Les étudiants veulent être maîtres de leur destin.
Un nombre grandissant d’entre eux souhaite s’orienter vers des formes d’entreprises de type associatives ou ONG, en cohérence avec leurs valeurs et leurs envies. Ils s’y préparent de plus en plus tôt, en témoigne le succès, à l’école, des associations humanitaires comme SOS (Savoir Oser la Solidarité), co-organisatrice du Forum solidaire, ou Dolce Vita, ancrée dans le développement durable.
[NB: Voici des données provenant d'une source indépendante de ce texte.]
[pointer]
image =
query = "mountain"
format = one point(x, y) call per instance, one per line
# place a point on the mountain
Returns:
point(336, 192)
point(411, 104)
Ce sont des générations engagées.
Côté humanitaires.
Ils ont besoin de professionnaliser leur fonctionnement. Le temps des G.O. est révolu ! Levée de fonds, logistique, gestion prévisionnelle, lobbying font partie de leur vocabulaire quotidien. Pour nos étudiants, c’est également une bonne expérience, ainsi confrontés très tôt à la gestion de projets souvent complexes. Les responsables RH voient d’un bon œil ces profils, souvent débrouillards et dont l’employabilité est éprouvée.
Un monde de bisounours ?
Attention, les débouchés et les salaires n’ont rien à voir avec ceux des grandes entreprises ou des cabinets d’audit. Il s’agit d’un choix de vie. Et ce qui prévaut auprès des ONG, ce sont les compétences plus que l’engagement. On peut le regretter mais c’est un fait. Comme n’importe quel projet professionnel, il se construit. Un étudiant de l’école peut ainsi bâtir son cursus en trois temps :
- un parcours associatif d’un an pour gérer un projet ou le concevoir,
- une formation aux grandes questions géopolitiques, c’est ce que nous proposons à nos étudiants qui partent au Pérou ou au Bénin,
- participer au Forum de l’engagement solidaire/Bioforce pour entrer en relation avec les principaux employeurs et financeurs du secteur. Tester sa motivation.
Ni miroir aux alouettes, ni monde idéalisé, l’humanitaire comme le social constitue une forme d’entrepreneuriat à part entière, avec un objet spécifique. Comme dans une entreprise classique, il s’agit de vivre une aventure personnelle, de mobiliser ses salariés autour d’objectifs collectifs, et de bien marketer sa démarche pour développer son activité… Avec, cependant, un « plus » citoyen et responsable.